Abstract:
Due to the powerful development of internet use, the amount of unstructured
Myanmar text data has increased excessively. It is necessary to retrieve exact data for
user query. The effectiveness of searching is obviously related to the stemming process.
Identifying the stem word in a given text is an important aspect of any Natural Language
Process. In Myanmar language, texts typically contain many different forms of a basic
word. Morphological variants are generally the most common problem in mis-spellings,
wrong translation and irrelevant retrieval query.

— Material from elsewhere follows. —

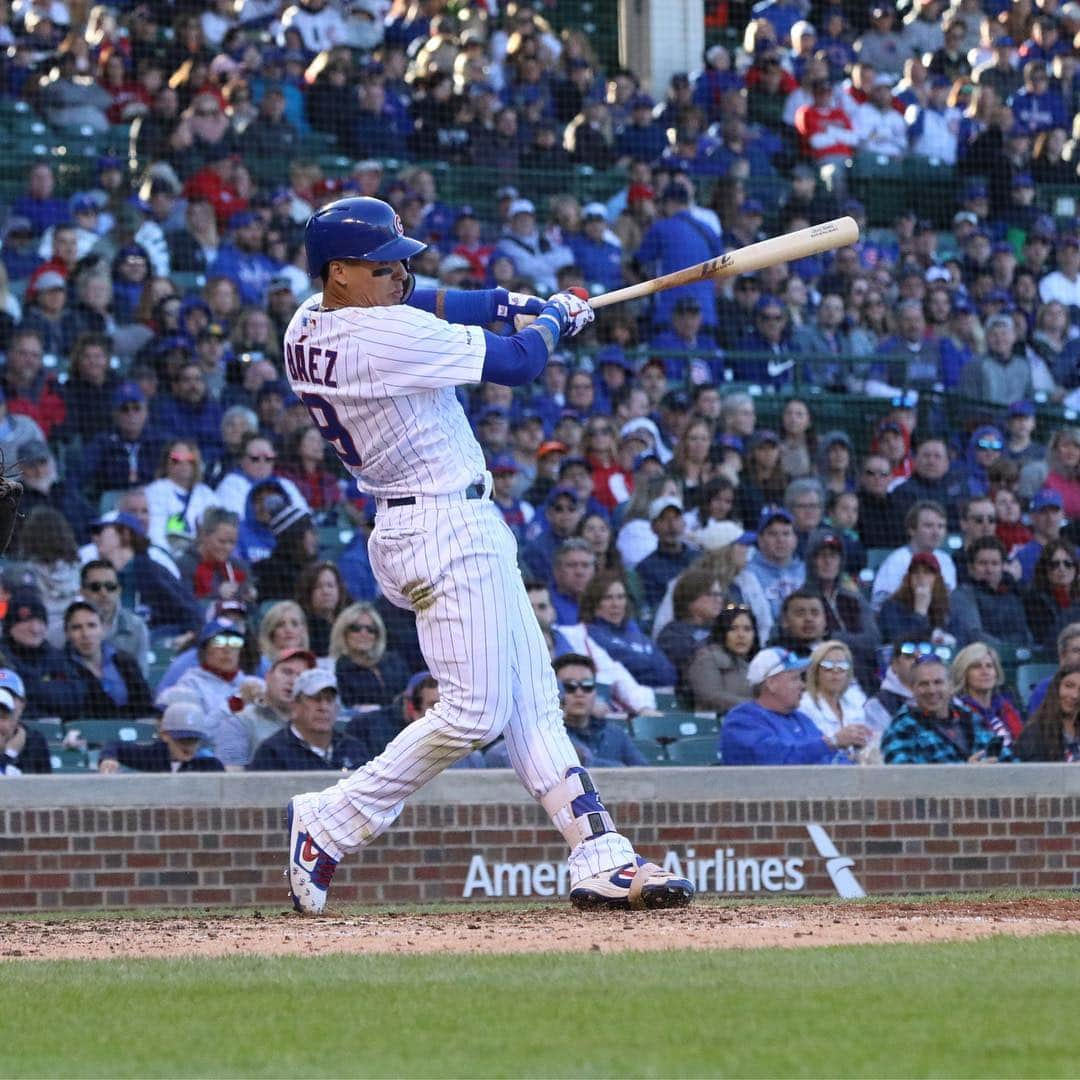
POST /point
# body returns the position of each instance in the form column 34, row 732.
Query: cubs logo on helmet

Since Myanmar written language does not use blank spaces to indicate word
boundaries, segmenting Myanmar texts becomes an essential task for Myanmar
language processing. Besides word segmentation, it is necessary to identify the stem
words in the sentence. Stemming refers to the process of marking each word in the word
segmentation result with a correct word type, for example, root word, single word,
prefix, suffix, etc. The segmentation and stemming process are denoted as
morphological analysis. During the process of word segmentation, two main problems
occur: segmentation ambiguities and unknown word occurrences. There are basically
two types of segmentation ambiguities: covering ambiguity and overlapping ambiguity.

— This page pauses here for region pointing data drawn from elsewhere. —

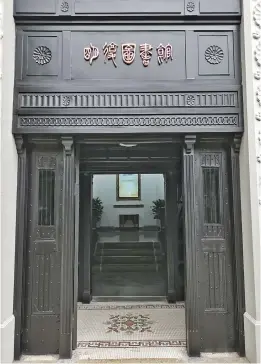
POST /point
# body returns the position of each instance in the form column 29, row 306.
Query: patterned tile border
column 131, row 344
column 130, row 307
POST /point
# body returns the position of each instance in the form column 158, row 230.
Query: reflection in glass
column 46, row 197
column 211, row 195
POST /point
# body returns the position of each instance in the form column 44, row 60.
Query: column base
column 7, row 340
column 65, row 351
column 252, row 338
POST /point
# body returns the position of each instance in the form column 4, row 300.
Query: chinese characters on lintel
column 128, row 53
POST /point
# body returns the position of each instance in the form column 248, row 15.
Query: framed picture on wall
column 128, row 187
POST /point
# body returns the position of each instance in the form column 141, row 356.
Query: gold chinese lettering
column 91, row 53
column 128, row 51
column 164, row 53
column 110, row 52
column 145, row 53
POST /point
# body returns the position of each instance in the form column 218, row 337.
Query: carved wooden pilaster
column 67, row 250
column 88, row 232
column 238, row 247
column 21, row 219
column 192, row 301
column 171, row 234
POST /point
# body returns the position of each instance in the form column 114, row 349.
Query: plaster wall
column 152, row 188
column 250, row 159
column 8, row 179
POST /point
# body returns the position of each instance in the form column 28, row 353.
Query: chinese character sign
column 128, row 53
column 91, row 53
column 145, row 53
column 110, row 52
column 164, row 53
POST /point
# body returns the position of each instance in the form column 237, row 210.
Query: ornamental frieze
column 128, row 53
column 129, row 100
column 130, row 121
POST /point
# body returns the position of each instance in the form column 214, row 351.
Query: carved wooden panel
column 216, row 52
column 215, row 281
column 101, row 7
column 214, row 229
column 35, row 7
column 129, row 100
column 93, row 54
column 117, row 6
column 42, row 54
column 44, row 265
column 219, row 7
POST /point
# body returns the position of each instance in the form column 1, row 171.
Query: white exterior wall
column 8, row 180
column 152, row 188
column 250, row 159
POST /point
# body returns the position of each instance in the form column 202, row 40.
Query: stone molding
column 131, row 121
column 256, row 4
column 129, row 100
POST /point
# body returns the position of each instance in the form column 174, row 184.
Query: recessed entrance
column 131, row 249
column 126, row 249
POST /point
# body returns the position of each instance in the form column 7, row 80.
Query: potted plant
column 97, row 210
column 158, row 210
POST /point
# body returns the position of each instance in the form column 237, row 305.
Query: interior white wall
column 152, row 188
column 8, row 179
column 250, row 176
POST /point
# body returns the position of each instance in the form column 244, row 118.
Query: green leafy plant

These ambiguities are dealt with known words. An unknown word is defined as a word
that is not found in the system dictionary. In other words, it is an out-of-vocabulary
word. For any languages, even the largest dictionary will not be capable of registering
all geographical names, person names, organization names, technical terms and some
duplication words, etc. Named entity recognition (NER), refers to recognizing entities
that have specific meanings in the identified text, including persons, locations,
organization, etc.
Normally, stemming is considered as a separate process from segmentation. In
this new approach, segmentation, stemming and named entity detection are integrated
as a lexical analysis system. This research contributes to integrate segmentation,
stemming and named entity detection that would benefit in all these process. Although
many stemmers are available for the major languages, there is no stemmer for Myanmar
Language. The main reason is to produce Myanmar stemmer and it also solves the word
segmentation problem and detects the named entities. This is the first work on joint
Myanmar word segmentation, stemming and named entity detection.iv
Nowadays, deep learning approaches have become more and more popular in
NLP tasks. This system proposes BiLSTM-CNN-CRF network architecture that jointly
learns three processes. In this approach, stemming and named entity detection are
considered as a typical sequence tagging problem over segmented words, while
segmentation also can be modelled as a syllable-level tagging problem that identify the
word boundaries via predicting the labels. This approach is an effective joint neural
sequence labelling which predicts the combinatory labels of segmentation boundaries
and stemming and named entity detection tag at the syllable level.
This research presents BiLSTM-CNN-CRF architecture that learns both
character and syllable-level features, presenting the first evaluating of such architecture
on Myanmar language evaluation datasets. This research also evaluates over different
network architecture and many hyper parameters optimization such as pre-trained
embedding, dropout rate, learning rate and different optimizers.